One could claim that the president's description of the PA as 'an achievement' indicates continued confusion and a policy that stands on its head rather than its feet. Usually, when taking decisions, they are first studied, then adopted, then implemented. With us, decisions have been taken, then subsequently studied, then not implemented. This is because study has proven that despite the wish to deny the facts, the implementation of such decisions entails a cost that the PA is unable to pay. After all, the PA depends on the tax returns that Israel collects on its behalf, on the salaries of Palestinian workers in Israel and settlements, and on the monies from donor countries that continue to donate to the PA as long as the political process continues.

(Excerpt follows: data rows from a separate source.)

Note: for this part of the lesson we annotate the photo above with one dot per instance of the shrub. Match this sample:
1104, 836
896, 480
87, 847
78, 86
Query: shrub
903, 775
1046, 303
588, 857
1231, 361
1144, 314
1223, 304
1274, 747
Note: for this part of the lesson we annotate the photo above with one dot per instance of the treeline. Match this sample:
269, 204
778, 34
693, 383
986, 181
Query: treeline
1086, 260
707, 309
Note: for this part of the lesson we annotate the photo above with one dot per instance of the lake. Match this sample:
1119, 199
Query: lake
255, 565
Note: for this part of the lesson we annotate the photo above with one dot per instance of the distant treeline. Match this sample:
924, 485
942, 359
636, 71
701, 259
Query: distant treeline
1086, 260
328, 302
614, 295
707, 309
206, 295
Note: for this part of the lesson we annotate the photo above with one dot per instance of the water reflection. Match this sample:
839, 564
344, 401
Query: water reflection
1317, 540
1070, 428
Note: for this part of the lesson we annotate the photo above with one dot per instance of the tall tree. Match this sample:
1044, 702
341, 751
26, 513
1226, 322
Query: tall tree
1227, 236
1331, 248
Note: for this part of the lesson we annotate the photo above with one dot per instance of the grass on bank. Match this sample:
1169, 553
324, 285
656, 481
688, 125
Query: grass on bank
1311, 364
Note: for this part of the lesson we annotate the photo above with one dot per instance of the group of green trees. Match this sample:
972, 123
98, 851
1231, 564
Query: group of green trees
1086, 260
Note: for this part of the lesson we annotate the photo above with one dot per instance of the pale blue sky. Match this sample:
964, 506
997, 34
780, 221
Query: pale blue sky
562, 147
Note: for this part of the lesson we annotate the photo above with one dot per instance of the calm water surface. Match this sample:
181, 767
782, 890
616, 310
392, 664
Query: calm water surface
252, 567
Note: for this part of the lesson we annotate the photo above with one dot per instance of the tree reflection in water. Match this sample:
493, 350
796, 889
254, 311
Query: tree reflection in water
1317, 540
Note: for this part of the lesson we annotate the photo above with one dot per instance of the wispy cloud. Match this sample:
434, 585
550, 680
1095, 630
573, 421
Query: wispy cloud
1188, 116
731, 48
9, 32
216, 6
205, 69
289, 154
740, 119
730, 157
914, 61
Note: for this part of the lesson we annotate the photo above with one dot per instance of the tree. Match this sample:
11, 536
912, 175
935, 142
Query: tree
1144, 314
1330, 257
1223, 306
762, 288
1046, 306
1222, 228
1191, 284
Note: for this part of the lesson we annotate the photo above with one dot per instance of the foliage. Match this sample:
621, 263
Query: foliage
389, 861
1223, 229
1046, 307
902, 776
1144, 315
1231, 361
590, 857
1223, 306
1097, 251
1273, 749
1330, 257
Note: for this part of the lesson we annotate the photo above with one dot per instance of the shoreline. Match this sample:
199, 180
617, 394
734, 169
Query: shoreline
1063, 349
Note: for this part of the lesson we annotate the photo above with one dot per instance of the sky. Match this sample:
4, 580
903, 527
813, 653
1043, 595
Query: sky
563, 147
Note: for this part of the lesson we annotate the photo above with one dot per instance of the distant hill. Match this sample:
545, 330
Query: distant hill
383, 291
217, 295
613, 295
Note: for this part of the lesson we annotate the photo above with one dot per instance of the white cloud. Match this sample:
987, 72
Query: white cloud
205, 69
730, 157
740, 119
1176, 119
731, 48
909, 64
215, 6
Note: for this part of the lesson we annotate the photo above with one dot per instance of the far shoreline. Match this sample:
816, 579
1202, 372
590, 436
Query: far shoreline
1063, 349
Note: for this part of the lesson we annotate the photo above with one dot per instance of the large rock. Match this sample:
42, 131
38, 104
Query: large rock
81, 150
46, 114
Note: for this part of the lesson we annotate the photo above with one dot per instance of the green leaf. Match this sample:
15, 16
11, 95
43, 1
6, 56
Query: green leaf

Putting an end to security coordination – which is the PLO's Central Council most important resolution– has long been a demand from the first moment it began to appear that there was no genuine political process that could end the occupation and lead to the establishment of a state, and that what we have been dealing with is really only a great deception that is being used as a cover for the confiscation, Judaization and settlement of more lands, and tightening the noose around the Palestinian people's neck to drive them to emigrate 'voluntarily' and calmly, waiting for the appropriate moment to force them to emigrate in large numbers.
Has the PA regained its authority for it to suddenly become an 'achievement' despite the fact that the Netanyahu government has warned against its possible collapse and has undertaken to do everything in its power to prevent such collapse and even though this is the same government that has brought it to the brink of collapse in an attempt to ensure that it remains subject to Israeli pressure and blackmail?
Of course, if the PA were to collapse or be dissolved, Israel would try to reconstruct it in a way that ensures that it will be more compliant with the requirements of its settler-colonial project. This is clear from [Israeli Defense Minister] Moshe Ya’alon’s words, who said that throwing away the PA's keys will drive many Palestinian hands in Fateh and elsewhere that are ready to pick them up.
Very sadly, there may be some truth in what Ya’alon is saying because the 20 years or so that have passed since the establishment of the 'Oslo PA' have created political, economic, and cultural conditions and vested interests that are ready to fight for the PA's survival and reconstruction in case it collapses or is dissolved. This is in addition to Israel's influence, first and last, and the influence of the Arab, regional and international parties that fear the consequences of the PA's collapse.
Does the above mean that the PA should persist with security coordination so as to ensure that it is not dissolved, since it is an ‘achievement’, since its dissolution will be the price it will have to pay if it ends the security coordination?
Of course not. Ending security coordination should be placed within the context of a new and comprehensive vision that aims to offer and build alternatives to the PA's political track. This is necessary if the PA's dissolution or collapse is not to lead to anarchy and a security breakdown, or to a vacuum that many parties and forces will try to fill.
In other words, those wishing to end security coordination should engage in a comprehensive process of change. An ailing patient in intensive care cannot fight the world's heavyweight boxing champion; nor can he fight before he recovers and prepares himself for war. Similarly, the Palestinian leadership cannot declare all-out war on Israel by ending security coordination while remaining at the occupation's mercy.
"Nor can it do so while continuing to lack most of the cards it abandoned as it panted after the illusion of establishing a state via negotiations, good behavior, trying to prove that it is qualified, trying to build state institutions and placing the PLO's institutions under the occupation's control," concludes Masri.